Ghost had seen you through every stage of becoming the man you were now. He remembered you at eighteen, rail-thin and lost, barely able to follow orders because English was still foreign on your tongue. You’d been all sharp edges then, all nerves and silence, a boy thrown into a world you weren’t ready for. But Ghost had taken you under his wing, corrected your grip on a rifle, slowed his words so you could catch them, dragged you out of your own head when the pressure made you freeze. And then he remembered the nights, the quiet ones, when you would sneak into his bunk because the loneliness was too much. You’d curl up against him without a word, and he’d let you stay, his hand resting heavy and protective on your back. Over time, the boy had grown into a soldier, then into a man, and now at twenty-nine you stood tall, strong, and devastatingly handsome. Not just a soldier, but his soldier. His partner. His lover.
And you weren’t here.
Ghost sat hunched over in the pub, drowning in whiskey, shaking so badly that Soap had to catch the bottle before it toppled off the table. His mask was damp, his voice breaking every time he opened his mouth. He pressed his knuckles into his eyes but the tears wouldn’t stop coming, raw sobs choking him as Soap sat across from him, brow furrowed, letting him burn through it.

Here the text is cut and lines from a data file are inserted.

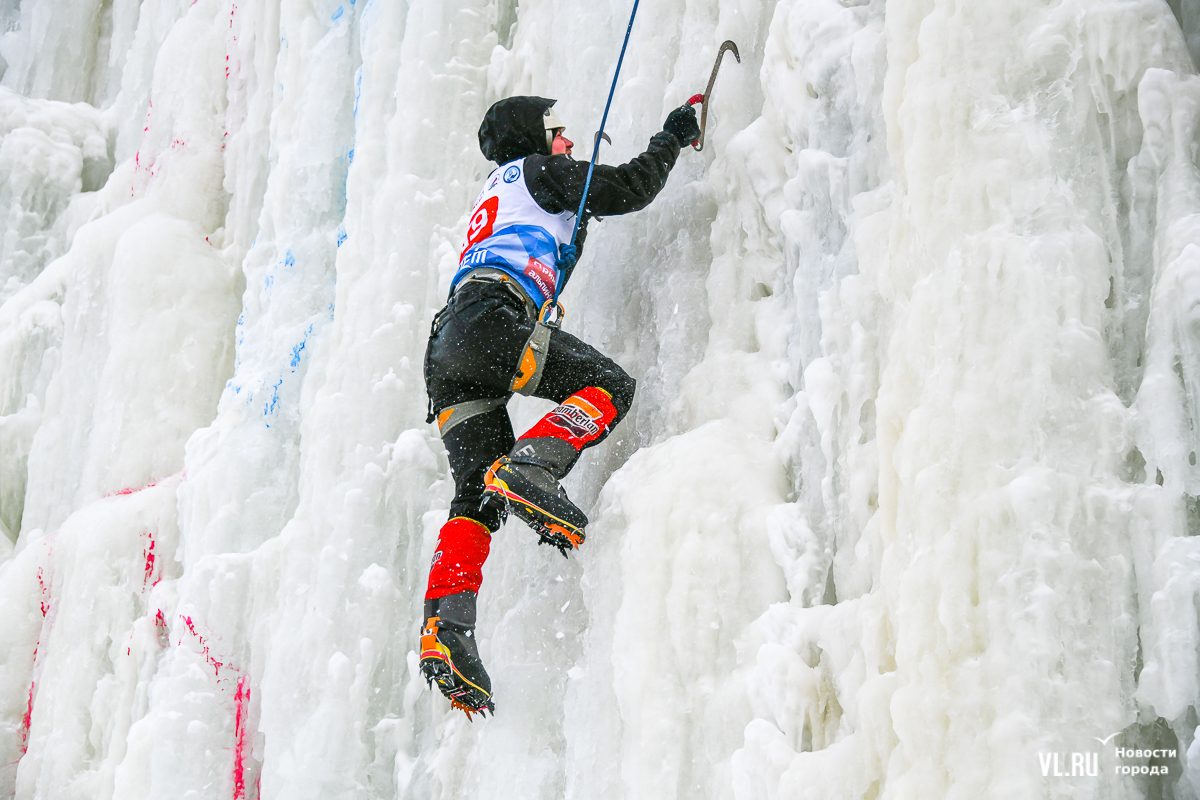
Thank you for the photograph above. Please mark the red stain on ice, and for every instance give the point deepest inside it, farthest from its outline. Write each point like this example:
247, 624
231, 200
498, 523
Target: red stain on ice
46, 595
241, 709
27, 720
131, 489
204, 648
241, 749
148, 554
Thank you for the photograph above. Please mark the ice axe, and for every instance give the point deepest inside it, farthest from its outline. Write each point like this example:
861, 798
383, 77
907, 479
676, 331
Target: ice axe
727, 44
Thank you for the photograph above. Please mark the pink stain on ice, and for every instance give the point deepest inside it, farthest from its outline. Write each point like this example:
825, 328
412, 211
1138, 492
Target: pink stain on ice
241, 746
204, 648
148, 554
29, 716
241, 710
46, 593
131, 489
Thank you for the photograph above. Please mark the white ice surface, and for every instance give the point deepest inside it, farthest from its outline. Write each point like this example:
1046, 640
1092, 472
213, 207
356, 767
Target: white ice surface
909, 499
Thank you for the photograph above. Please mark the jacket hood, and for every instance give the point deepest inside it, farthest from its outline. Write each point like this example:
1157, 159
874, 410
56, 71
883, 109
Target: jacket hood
514, 128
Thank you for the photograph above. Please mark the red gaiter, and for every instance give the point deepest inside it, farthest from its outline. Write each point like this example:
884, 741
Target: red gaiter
459, 561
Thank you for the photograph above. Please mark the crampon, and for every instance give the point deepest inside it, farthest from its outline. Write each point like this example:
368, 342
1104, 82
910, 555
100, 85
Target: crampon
456, 668
526, 488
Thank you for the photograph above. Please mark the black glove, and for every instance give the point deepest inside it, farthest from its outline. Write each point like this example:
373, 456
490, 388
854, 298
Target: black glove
682, 125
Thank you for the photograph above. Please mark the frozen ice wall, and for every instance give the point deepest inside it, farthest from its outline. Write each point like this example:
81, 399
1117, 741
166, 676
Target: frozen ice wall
907, 505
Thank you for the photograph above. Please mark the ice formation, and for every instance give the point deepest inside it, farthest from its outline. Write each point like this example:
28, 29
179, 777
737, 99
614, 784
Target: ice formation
907, 505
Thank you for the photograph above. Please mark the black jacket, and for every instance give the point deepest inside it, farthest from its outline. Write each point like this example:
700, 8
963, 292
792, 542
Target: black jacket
514, 128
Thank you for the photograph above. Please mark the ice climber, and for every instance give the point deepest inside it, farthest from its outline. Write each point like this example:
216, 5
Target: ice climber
497, 336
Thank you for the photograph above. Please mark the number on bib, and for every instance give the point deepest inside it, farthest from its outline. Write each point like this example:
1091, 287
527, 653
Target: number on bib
481, 222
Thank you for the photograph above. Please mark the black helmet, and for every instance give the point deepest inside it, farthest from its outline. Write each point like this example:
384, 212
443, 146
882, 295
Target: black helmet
516, 127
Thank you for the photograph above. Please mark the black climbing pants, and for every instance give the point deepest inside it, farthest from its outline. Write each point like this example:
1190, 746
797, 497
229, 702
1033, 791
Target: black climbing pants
474, 350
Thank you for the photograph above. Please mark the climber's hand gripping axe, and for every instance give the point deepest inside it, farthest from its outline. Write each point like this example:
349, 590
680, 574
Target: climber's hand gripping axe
727, 44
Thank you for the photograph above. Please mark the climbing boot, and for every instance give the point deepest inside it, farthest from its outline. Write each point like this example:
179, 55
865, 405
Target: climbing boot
526, 487
450, 657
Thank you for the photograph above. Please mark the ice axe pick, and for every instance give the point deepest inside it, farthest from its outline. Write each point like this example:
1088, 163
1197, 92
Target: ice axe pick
727, 44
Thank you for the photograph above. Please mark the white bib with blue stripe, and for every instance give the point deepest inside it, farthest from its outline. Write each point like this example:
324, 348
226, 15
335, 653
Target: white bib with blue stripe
510, 232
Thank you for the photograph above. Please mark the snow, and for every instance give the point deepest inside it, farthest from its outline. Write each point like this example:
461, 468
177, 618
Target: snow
907, 500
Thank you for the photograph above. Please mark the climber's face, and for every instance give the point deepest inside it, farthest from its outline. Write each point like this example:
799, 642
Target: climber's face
561, 145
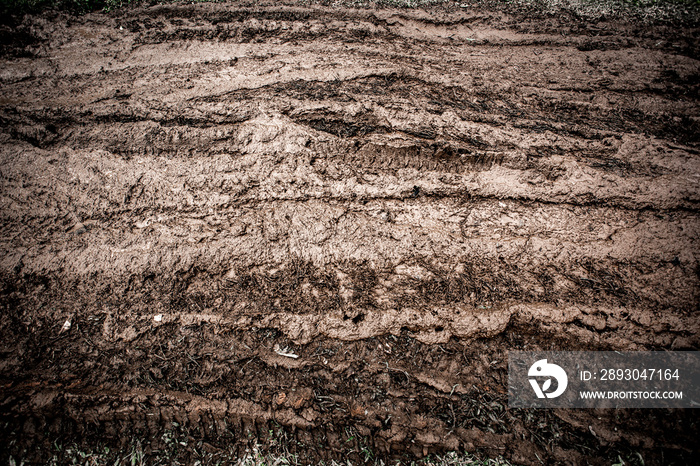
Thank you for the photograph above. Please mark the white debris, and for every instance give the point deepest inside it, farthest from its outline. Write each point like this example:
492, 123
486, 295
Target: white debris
286, 352
66, 326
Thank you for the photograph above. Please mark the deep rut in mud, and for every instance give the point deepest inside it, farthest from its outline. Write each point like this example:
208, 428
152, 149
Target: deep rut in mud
397, 198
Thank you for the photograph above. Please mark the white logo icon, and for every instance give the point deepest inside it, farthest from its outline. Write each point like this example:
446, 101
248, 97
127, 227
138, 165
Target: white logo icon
542, 369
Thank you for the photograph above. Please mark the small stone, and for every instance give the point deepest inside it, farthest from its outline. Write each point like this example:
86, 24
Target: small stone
78, 229
66, 326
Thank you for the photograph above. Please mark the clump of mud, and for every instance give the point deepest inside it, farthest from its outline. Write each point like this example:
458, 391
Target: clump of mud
331, 225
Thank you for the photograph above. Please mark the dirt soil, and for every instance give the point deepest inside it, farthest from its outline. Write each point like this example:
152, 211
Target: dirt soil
396, 197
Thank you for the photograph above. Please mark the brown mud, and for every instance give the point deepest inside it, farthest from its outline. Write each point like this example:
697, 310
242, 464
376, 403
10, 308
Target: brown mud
397, 197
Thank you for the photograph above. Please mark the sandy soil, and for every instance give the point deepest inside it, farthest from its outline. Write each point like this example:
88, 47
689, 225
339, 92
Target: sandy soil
397, 197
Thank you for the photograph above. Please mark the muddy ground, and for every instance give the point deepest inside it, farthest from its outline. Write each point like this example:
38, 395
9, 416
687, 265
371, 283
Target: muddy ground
397, 197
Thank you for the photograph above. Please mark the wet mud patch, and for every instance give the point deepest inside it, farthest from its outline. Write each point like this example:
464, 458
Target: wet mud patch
324, 229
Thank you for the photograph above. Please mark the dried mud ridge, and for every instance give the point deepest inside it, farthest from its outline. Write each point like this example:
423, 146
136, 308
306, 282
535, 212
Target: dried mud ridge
398, 198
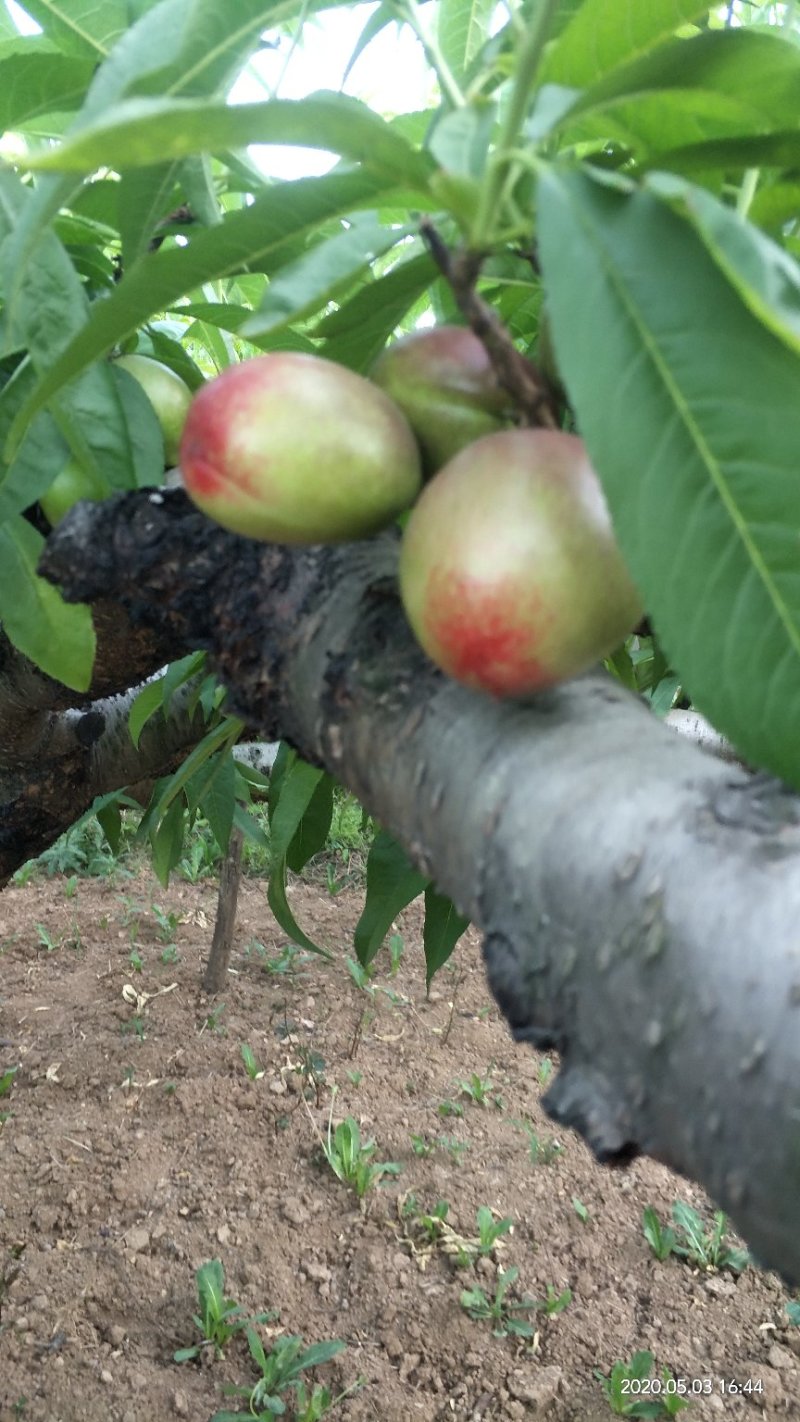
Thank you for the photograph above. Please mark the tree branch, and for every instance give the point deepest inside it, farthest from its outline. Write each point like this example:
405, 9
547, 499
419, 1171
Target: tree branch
638, 897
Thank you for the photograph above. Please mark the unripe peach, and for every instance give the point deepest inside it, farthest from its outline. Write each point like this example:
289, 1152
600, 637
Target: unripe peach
71, 484
168, 394
510, 575
293, 448
445, 386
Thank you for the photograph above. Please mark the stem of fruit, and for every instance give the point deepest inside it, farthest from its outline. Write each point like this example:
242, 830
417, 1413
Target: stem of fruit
503, 155
516, 374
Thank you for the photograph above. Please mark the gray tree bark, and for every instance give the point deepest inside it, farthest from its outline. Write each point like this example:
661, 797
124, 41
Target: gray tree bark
638, 899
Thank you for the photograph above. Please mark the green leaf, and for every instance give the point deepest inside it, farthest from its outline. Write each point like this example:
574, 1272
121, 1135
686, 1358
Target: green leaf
149, 700
357, 333
378, 20
294, 792
168, 841
303, 286
147, 195
211, 1289
689, 411
462, 29
36, 78
603, 34
391, 883
256, 236
58, 637
777, 150
218, 801
144, 131
461, 140
689, 93
313, 829
444, 926
110, 821
191, 47
766, 278
279, 903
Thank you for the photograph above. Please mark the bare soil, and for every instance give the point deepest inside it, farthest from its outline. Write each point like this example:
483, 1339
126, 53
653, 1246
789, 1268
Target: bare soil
137, 1146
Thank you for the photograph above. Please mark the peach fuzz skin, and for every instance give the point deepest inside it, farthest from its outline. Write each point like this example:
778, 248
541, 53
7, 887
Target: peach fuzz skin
293, 448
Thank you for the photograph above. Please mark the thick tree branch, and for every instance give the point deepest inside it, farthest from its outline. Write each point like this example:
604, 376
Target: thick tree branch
60, 761
638, 897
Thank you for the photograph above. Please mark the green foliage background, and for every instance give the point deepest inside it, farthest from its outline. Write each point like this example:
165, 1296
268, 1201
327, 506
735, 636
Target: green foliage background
630, 168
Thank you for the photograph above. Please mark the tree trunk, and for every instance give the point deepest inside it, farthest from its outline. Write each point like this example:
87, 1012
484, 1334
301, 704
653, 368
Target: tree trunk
222, 942
640, 899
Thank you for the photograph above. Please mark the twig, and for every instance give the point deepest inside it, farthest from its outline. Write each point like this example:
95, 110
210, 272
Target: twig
519, 376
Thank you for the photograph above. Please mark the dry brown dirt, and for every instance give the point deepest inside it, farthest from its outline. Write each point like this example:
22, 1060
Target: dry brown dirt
135, 1148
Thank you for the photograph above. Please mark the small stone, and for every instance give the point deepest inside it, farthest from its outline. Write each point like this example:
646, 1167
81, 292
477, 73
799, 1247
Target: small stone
138, 1239
719, 1287
294, 1212
780, 1358
536, 1387
320, 1273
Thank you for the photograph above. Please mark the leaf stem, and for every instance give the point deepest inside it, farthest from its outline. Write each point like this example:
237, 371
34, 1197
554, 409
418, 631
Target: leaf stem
436, 60
525, 83
748, 191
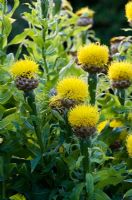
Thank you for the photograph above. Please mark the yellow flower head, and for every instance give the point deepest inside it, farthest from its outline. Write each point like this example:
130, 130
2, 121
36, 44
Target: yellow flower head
55, 101
102, 125
66, 5
93, 54
129, 144
25, 68
113, 124
128, 9
120, 71
72, 88
83, 116
116, 123
85, 11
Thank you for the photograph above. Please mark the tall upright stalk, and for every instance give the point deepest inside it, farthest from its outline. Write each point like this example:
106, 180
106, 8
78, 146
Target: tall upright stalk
30, 98
92, 82
44, 13
121, 96
2, 29
84, 145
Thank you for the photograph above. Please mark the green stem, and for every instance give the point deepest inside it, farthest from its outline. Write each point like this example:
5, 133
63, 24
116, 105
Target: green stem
3, 190
44, 13
92, 82
84, 145
30, 97
2, 30
43, 53
121, 95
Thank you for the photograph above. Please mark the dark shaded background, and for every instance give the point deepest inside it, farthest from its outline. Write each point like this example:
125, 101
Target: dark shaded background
109, 17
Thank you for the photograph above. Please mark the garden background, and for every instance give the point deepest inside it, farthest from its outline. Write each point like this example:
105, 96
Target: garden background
111, 11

“What am I supposed to do without him, Johnny?” Ghost rasped, voice thick and slurred, desperate. “Tell me, because I can’t… I can’t picture it. He’s out there, and I’m here, and all I can think about is him bleeding out in some ditch with no one to hold his hand.” He slammed his fist against his chest, trying to steady his breathing, but it only came faster, harsher. “Ten years, Johnny. Ten years of him by my side. I taught him everything, watched him grow, watched him laugh at me, cry with me, fight with me. He’s the only one who ever… who ever looked at me like I was a man and not just this mask. And now he’s gone, and I’m sitting here with nothing but this bottle.”
Soap stayed silent, just listening as Ghost leaned forward, cradling his head in his hands, voice raw.
“I’m Mr Lover Man,” he muttered brokenly, words catching on a sob, “and I miss my lover, man.” He laughed bitterly through his tears, a shaking, miserable sound. “That’s all I am without him. A fool crying in a bar. I can’t stop thinking about him crawling into my bed that first night, shaking like a leaf, whispering in that broken English of his. And me, I thought I was just giving a kid comfort, but Christ, Johnny, I was holding the only person who’d ever make me feel alive again. He’s my boy, he’s my bloody heart, and I don’t know how to breathe without him.”
He dragged his hands down his face, his chest heaving, whiskey sloshing in the half-empty glass he’d forgotten he was holding. His whole body trembled as he whispered again, this time almost to himself, “He can’t die. He can’t. If he dies, then so do I.”